Law is the system of rules a society or government develops in order to deal with crime, business agreements and social relationships. The word can also be used to refer to the people who work in this system – the lawyers, judges and police officers who enforce it. Law can be defined in a number of different ways, depending on how it is viewed by a particular individual or group. For example, some people see the law as a series of commands or threats of sanctions from a sovereign power; others believe that the laws are a reflection of underlying natural processes.

Historically, there have been many different legal systems in use around the world. Some, such as the United States, employ a common law system, in which judges base decisions on cases that have been previously decided by other judges; this collection of judicial rulings is called case law. Other countries, such as Japan, have a civil law system, which is based on codes of behavior and rights that are explicitly spelled out. In either type of system, it is usually possible to distinguish between procedural law (rules that govern how things are done) and substantive law, which is a set of rights or duties that determine what is considered right and wrong.

There are many different types of law, covering a wide range of subjects. Banking law, for example, sets out the minimum standards that banks must meet and regulations about best practice when investing money. In addition, it includes law that covers how banks can be held accountable for their actions and the protection of customer data. Another area of law is regulation, which is used to control industries such as energy, water and telecommunications.

Intellectual property law covers the rights people have over creative works, such as art, music and literature; these are protected by a form of copyright. Inventions that are created are covered by a patent system. Trademark law protects the rights of companies to their names and logos. And trust law regulates the way in which money saved up by individuals for retirement or other purposes is invested.

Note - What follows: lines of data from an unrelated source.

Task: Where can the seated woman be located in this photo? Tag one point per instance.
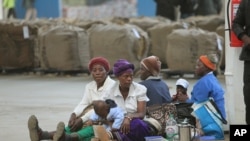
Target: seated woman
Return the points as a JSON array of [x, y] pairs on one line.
[[99, 68], [157, 89], [132, 98], [208, 87]]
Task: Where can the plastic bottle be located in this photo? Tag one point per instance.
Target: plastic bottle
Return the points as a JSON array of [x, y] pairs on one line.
[[171, 128]]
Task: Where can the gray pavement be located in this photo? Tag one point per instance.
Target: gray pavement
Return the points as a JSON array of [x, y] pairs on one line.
[[50, 97]]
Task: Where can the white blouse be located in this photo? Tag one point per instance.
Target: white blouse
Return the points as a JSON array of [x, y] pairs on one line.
[[91, 93]]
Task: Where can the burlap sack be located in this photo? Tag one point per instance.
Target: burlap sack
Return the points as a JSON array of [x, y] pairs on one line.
[[63, 48], [185, 46], [16, 52], [209, 23], [115, 42]]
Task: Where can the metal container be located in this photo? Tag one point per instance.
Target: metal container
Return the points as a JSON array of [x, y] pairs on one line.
[[185, 132]]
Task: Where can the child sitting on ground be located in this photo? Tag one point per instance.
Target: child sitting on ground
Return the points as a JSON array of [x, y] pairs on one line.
[[108, 115]]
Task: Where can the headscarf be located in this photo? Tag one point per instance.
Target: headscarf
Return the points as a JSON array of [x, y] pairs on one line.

The concept of law is constantly changing as societies adapt to new needs and challenges, but there are some things that all laws have in common. Most importantly, they are a means of controlling the behaviour of individuals and groups and they are usually enforced by the state through the application of penalties. For these reasons, the law is widely regarded as an essential component of a democratic society. It can shape politics, economics and history in various ways. The degree to which it is able to do so depends on a number of factors, including the extent to which core human and procedural rights are enshrined in the constitution and other constitutional documents, and whether there are mechanisms in place to prevent abuses of power by politicians or judges. It is also dependent on the extent to which the law is accessible and understandable by people.